We recently connected with Alex Mufson and have shared our conversation below.
Alex, thanks for joining us, excited to have you contributing your stories and insights. Are you happier as a business owner? Do you sometimes think about what it would be like to just have a regular job?
I knew I was a CEO at three years old, when I had an imaginary…business! I had the last remaining Wooly Mammoth down in South America and I even had an assistant named Michelle. I would become enraged when my mother wouldn’t take me to O’Hare Airport to catch my planes– she really didn’t understand the responsibility of a CEO! All that to say, I’ve always known business ownership was for me. I did do a stint as a W2 employee at one point because after receiving a Masters in Social Work I was required to have supervised clinical hours for a state license, so I had to get a “real job” after being self-employed for my whole career. Experiencing both, I can say that there is perceived security in a W2 job. You get a regular paycheck, and though there is often not a lot of upward mobility, it feels less stressful on the surface. However, what I knew to be true was that whoever owned that company was certainly not letting me in on the ins and outs of what was going on in the business (and since I had always run my own business, I knew there were definitely things going on behind the scenes!), and so even though there was perceived stability, you never truly know if your job is secure. For me, being in control of my own destiny is more comforting than any paycheck, and as soon as I was licensed I got to work getting back to entrepreneurship.
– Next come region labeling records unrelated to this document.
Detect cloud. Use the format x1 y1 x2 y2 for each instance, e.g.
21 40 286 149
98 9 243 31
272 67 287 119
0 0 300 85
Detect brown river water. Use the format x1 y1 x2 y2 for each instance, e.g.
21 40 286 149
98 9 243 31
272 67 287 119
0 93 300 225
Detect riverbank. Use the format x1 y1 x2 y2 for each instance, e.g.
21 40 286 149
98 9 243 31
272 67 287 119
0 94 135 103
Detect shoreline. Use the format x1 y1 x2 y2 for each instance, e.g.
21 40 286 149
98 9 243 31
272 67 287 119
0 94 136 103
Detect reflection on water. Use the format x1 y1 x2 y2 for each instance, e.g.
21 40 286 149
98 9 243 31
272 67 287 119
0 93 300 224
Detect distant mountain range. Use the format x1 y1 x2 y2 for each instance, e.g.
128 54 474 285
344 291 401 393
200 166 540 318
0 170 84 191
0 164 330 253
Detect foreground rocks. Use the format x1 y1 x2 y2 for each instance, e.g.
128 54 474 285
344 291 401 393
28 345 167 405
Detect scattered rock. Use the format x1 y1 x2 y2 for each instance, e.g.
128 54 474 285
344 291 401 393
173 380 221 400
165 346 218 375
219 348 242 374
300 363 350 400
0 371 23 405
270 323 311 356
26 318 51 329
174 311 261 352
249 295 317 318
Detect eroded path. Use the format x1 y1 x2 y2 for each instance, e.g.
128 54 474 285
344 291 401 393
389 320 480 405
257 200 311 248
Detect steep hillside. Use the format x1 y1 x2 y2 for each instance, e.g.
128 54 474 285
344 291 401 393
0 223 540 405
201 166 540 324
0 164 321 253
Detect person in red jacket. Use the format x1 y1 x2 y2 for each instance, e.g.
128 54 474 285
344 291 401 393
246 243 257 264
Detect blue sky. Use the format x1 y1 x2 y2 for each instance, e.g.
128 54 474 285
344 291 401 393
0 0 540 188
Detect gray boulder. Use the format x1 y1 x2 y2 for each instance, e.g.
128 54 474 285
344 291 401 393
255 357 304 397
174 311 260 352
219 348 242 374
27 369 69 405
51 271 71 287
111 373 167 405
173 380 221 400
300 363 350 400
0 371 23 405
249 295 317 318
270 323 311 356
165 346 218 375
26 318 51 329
As always, we appreciate you sharing your insights and we’ve got a few more questions for you, but before we get to all of that can you take a minute to introduce yourself and give our readers some of your back background and context?
I am a chronic entrepreneur, and always have more than one project going, but every business aligns with my personal mission, which is to redirect the flow of capital from those who do harm with it to those who heal with it. To that end, my passion project is my company Rêv, where we work at the intersection of business, life and Human Design. I am a Licensed Clinical Social Worker, and if you had asked me five years ago if I would develop expertise in something called “Human Design” I would have looked at you with a healthy dose of skepticism, for sure! But Human Design not only changed my life, but also helped me scale a business (Aspen Growth Coaching, a mental health company) from zero to seven figures in under three years! At Rêv, I mentor other entrepreneurs to do the same, and brought a bunch of the best values-led experts I know in finance, HR, health and more together to help people develop businesses that center radical humanity, not profits.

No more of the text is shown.